Here are the results:


Startup finished in 13.917s (firmware) + 107ms (loader) + 959ms (kernel) + 2.655s (userspace) = 17.639s reached after 2.631s in userspace

So it seems that it made the loader and the kernel faster, but did not change the firmware boot time. Would you have any idea about that ?

Thanks a lot for your help, it’s much appreciated! :smiley:

Is your system EFI, may I ask?

Yes, it is.

Unfortunately, there is not much you can do about this loading time since it is related to the bios.

What you can do, is enter the bios, and try to see if disabling fastboot does something, and may also disable unused stuffs…
When the machine posts, it searches for anything that may be attached to your PC…

Oh ok, that’s what I feared.

I’m still quite surprised since it booted much faster with Windows and it should’nt have changed anything in the BIOS by installing Manjaro.

Is there any way to have some infos about what the bios does and what takes so much time ?

Hm, for that you would need to access the BIOS’ shell and compiled machine to software code, which is not something you want to do :sweat_smile:

As I said, you can try to disable secure boot and fastboot…

Haha ok I guess not then :smiley:

Sorry, I forgot to answer that : secure boot is already disabled and this bios version does not give me access to the fast boot option (which surprised me to be honest).

Permit me to ask if it is a “Windows 8 certified” PC?

I’m not sure what a “Windows 8 certified” PC is but it’s a Matebook 14 2020 AMD edition, with Windows 10 pre-installed. I bought it new so I guess it was Windows 10 certified ?

Hm, well that’s indeed interesting… I may look further into this :thinking:

Something else to try is checking your /etc/default/grub, you can do this from your file manager or from terminal with sudo nano /etc/default/grub, which will let you edit the grub file. There’s a line in there that says GRUB_TIMEOUT=10. This is here in case you’re dual booting so it can give you time to switch operating systems on the grub screen. If you aren’t going to dual boot, you may change the 10 to a 0, however I reccomend 1 just in case. This should shave some time off every boot, unless its been changed to a lower number before.

Hi ChickenScratch!

Thanks for your answer !

I read about that matter in another post and I already changed the GRUB__TIMEOUT=10 to 1 to save time. This contributes to reducing the loader part of startup time but does not change the firmware part.

What really bothers me is that I don’t understand why the firmware time seems to be considerably slower when Manjaro is installed instead of Windows, even though it should not have any impact. Or maybe I’m missing something.

Hello there. I am a linux newbie since yesterday. Manjaro 20 KDE installation went flawless and so far I am very happy. So I was reading stuff like what to do after installing Manjaro. Your suggestion is one of their tips. however, can you tell me how to save the changes in Manjarao 20 KDE. They suggested ctrl O and then ctrl X to exit but that doesn’t seem to work. thx for helping me out here.
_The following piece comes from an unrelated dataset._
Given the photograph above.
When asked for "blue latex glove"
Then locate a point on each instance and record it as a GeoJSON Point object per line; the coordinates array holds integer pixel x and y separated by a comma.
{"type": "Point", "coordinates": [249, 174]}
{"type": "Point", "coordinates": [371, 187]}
The CTRL+O and then CTRL+X is specific to nano as a text editor. You can actually use whatever text editor you want, like if you’re more comfortable with gedit, you can use sudo gedit /etc/default/grub, make your modifications and then save the file with a classic CTRL+S.

For the modifications to be taken into account, you absolutely have to update the GRUB config afterwards though. If you haven’t done that, just enter sudo update-grub after your modifications. Then restart and it should be ok.